Todo comenzó cuando la señora de la mamografía me preguntó la fecha de mi período más reciente. Busqué, desesperadamente, un recuerdo de tampones. Nada.

“Solo bruscamente”, dijo en el silencio.

“¿Hace ocho meses?” solté, conocimiento fue más largo que eso. “¿Es tan malo?”

“No, eso es adecuado para tu edad”.

“Perimenopausia”, dijo. “Toma asiento, por favor.”

Soy el primero en admitir que no sé lo suficiente sobre los entresijos de mi cuerpo. No estoy orgulloso de esto. Pero culpo a las monjas. Bueno, una monja en particular: la Hermana Redempta, mi profesora de biología de 12° grado.

“Son vuestras almas de las que debéis preocuparos”, dijo después de indicarnos que trazáramos una línea a través del “Capítulo 5: El cuerpo humano” en nuestro libro de texto. “Usa una regla”.

Cuando alguien preguntó, muy valientemente, pensé, cómo aprenderíamos sobre nuestro sistema reproductivo, la hermana dijo que todo lo que necesitábamos saber era que las relaciones sexuales existían únicamente para la procreación. Y hacerlo antes del matrimonio era un billete de ida al infierno.

“Tu cuerpo es un templo”, había dicho, desde la seguridad de su hábito azul marino. Y esto significaba nunca, nunca, bajo ninguna circunstancia, llamar la atención sobre eso, especialmente sobre las partes femeninas, como los senos y las caderas. Además, frunció el ceño, la belleza física era fugaz. Y perder el tiempo persiguiéndolo, pecaminoso.

“¿Recuerdas a Dalila?” Todos sabíamos que las cosas no habían terminado bien para Delilah.

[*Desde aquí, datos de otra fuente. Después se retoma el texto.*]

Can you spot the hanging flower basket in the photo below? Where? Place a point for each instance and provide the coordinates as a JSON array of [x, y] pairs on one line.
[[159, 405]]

Mi torpeza social y mi amor por la biblioteca hicieron que fuera fácil seguir las pautas de la hermana Redempta para una buena vida. Cuando tenía 23 años, todavía era virgen y vestía overoles y zapatos cómodos, no tenía maquillaje y me cortaba el cabello. No mucho después de eso, caí en el matrimonio y la maternidad, todavía en gran medida ajena al funcionamiento de mi cuerpo.

Pero ahora está Google. Mientras esperaba que la señora de la mamografía dijera mi nombre, escribí “perimenopausia” en mi iPhone. Y ahí estaba, toda la locura de los últimos dos años.

Comenzó a mediados de los 40 con una especie de tristeza que se deslizó por mi columna vertebral y me mantuvo despierto por la noche. Esto fue seguido inmediatamente por la culpa. Tenía un marido que me amaba, hijos sanos y magnolios en el jardín, por el amor de Dios. ¿Qué derecho tenía yo de estar triste?

Entonces llegaron las lágrimas. Asi que muchos lágrimas. Me vislumbraba en el espejo retrovisor. Lágrimas. Leonard Cohen tocaría en la radio. Lágrimas. Puesta de sol. Lágrimas. ¿Que demonios?

Los sudores nocturnos comenzaron más o menos al mismo tiempo. Al principio, pensé que eran pesadillas; Los había tenido de niño. Pero también llegaron durante el día. Estaría en Safeway, poniendo champiñones en una bolsa de papel, y comenzaría a quemarme, con ganas de arrancarme la ropa allí mismo, en la sección de productos frescos.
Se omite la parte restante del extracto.